I came out in the hall and found them waiting for me, Shehry glared at me… I ignored him, my eyes were searching her but she was no where to be found.

“Hero! Lerkiyon k jitna time lete ho tayyar hone mein” Samra said rolling her eyes and I chuckled.

“Abhi to I got ready too quickly Samra… abhi to tumhen pata he kuch nai” I said and she laughed.

“chalen ub?” Usman said and they all got up, where was she?

“hey! Rida! Where is Mannat?” I asked Rida and she shook her head.

“she is not going…” she said and I thought I did react a bit extra, I shouldn’t have done that to her…… “oye! Kahan kho gaye? Chal rai hea wo bahir hea, tumhari tarha ghante nai lagati na tayyar hone mein” Rida snapped her fingers in front of my face and I rolled my eyes……

“yeah! I know… she doesn’t even need hours to get ready” I said and they wooed at my sentence.

We came out and saw her standing there, leaning with Shehry’s car… Shehry’s car? Oh! I see, mere sath nai bethe gi….dekhta hoon kese nai bethti! a smile appeared on my face and I headed towards the car.

“oye kahan jar a hea? Apni khatara chala tu…chor meri wali ko, khaberdaar jo hath lagaya” Shehry suddenly shouted from the back and I laughed and ran back to him.

“oye de na chabi” I said making a face and he rolled his eyes…. “tu to aese keh rah ea jese gari na ho gai bivi ho gai” i said and he chuckled.

“tu apni chala…ja dafa ho ja yahan se, ek to mujhe akele chor ker ja rae ho ooper se meri gari….No” Shehry said.

“yar de de na…. bhai nai hea? Teri bhabi bethi hea na us mein” I said and he looked at me with his mouth half open.

“kameeney! Tu waqai mein bipolar dewaana hea….Mannat was right, ruk lata hoon” Shehry said smiling and went inside…. Mannat called me bipolar? Wo bhi bipolar dewaana?

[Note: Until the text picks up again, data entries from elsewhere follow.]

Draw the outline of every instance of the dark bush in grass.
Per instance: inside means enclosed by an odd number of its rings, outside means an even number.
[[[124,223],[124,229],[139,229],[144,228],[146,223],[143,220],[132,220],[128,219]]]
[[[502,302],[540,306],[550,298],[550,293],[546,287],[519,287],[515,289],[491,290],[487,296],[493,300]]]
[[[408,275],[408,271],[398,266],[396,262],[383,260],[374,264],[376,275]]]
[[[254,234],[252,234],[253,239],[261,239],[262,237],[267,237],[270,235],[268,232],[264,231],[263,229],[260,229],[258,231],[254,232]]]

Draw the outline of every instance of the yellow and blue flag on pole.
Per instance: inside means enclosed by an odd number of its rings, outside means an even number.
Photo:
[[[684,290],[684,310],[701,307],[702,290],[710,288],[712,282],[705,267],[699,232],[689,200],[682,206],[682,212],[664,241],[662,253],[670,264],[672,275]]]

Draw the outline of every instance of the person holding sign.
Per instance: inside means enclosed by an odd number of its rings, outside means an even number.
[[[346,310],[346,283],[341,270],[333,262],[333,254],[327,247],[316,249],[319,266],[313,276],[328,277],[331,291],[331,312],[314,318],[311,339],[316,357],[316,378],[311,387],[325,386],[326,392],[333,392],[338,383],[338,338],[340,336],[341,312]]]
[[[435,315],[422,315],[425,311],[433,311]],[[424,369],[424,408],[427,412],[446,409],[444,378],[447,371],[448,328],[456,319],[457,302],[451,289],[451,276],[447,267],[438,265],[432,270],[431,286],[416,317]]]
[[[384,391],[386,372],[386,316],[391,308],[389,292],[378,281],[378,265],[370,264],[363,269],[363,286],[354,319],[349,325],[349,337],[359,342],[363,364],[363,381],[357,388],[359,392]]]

 Aliya, usman, Samra and Atif were sitting already in my car and mannat was still standing with Shehry’s car talking to Rida and Waqas….wait! what? Was he staring at Rida? Why was he looking at her like that? Something is fishy man!

“le ja mar! beth ja us k sath……ker le shok poorey!” he said almost throwing the keys at me and I caught them in my hands on time…. “or sun! saley! Agar pareshan kia na use to bhurta bana doon ga tera” Shehry suddenly grabbed me by my collar making me off guard and I rolled my eyes.

“relax bro! relax…… nai kerta pareshan, or wese bhi…ye department Madam ne already apne nam per kiya hua hea” I said and he chuckled. I turned to leave….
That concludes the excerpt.